Illustrated Companion to the Latin Dictionary/Monumentum

This article incorporates text from a publication now in the public domain: Rich, Anthony (1849). The illustrated companion to the Latin dictionary, and Greek lexicon. p. vi. OCLC 894670115. https://archive.org/details/illustratedcompa00rich. 

MONUMEN'TUM (μνήμα, μνημεῖον). In general, any monument, record, or memorial intended to perpetuate the memory of persons or things, such, for instance, as a statue, a building, or a temple, particularly one on which the name of the founder is inscribed. Caes. B. C. ii. 21. Cic. Verr. i. 4. Id. Div. i. 9. Ib. 28.

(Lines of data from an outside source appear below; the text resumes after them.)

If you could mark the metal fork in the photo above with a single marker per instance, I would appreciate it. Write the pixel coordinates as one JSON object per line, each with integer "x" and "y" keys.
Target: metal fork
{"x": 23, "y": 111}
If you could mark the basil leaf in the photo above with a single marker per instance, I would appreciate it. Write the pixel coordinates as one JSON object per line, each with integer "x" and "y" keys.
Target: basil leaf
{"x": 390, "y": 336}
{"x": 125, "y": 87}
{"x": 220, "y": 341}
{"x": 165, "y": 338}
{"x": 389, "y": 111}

2. Monumentum sepulcri, or absolutely; a monument, tomb, or sepulchre, erected in memory of a deceased person, including both those in which the remains were actually deposited (sepulcrum, strictly), and such as were merely erected to record the memory of any one apart from the place where his remains were buried. (Florent. Dig. 11. 7. 42. Festus, s. v. Varro, L. L. vi. 45. Sulpic. ad Cic. Fam. iv. 12. Hor. Sat. i. 8. 13. Nepos, Dion. 10.) These monuments were not allowed within the city walls, excepting in a few solitary instances, granted as an especial distinction; but were usually constructed by the sides of the high roads in a long continuous line of magnificent elevation, forming a striking vista, suggestive of moral and noble sentiments to every passerby. The annexed illustration (Monumentum/1.1) represents a range of tombs on each side of the way immediately outside of the gates of Pompeii, on the high road to Herculaneum; and will convey an idea of the imposing character which the approach to ancient Rome must have possessed from the Appian way, on which the monuments of so many of her illustrious men, both civil and military, once stood. The remains and ruins of these are still visible to the eye, in a continuous line along both sides of the deserted road, for a distance of four or fives miles from the city.

3. (γνωρίσματα). The toys or tokens tied round the necks of infants when they were exposed as foundlings, in order that they might be recognized by any members of their families in after years, if they happened to survive (Ter. Eun. iv. 6. 15.); more usually designated by the general term CREPUNDIA, under which a more full description and illustration is introduced.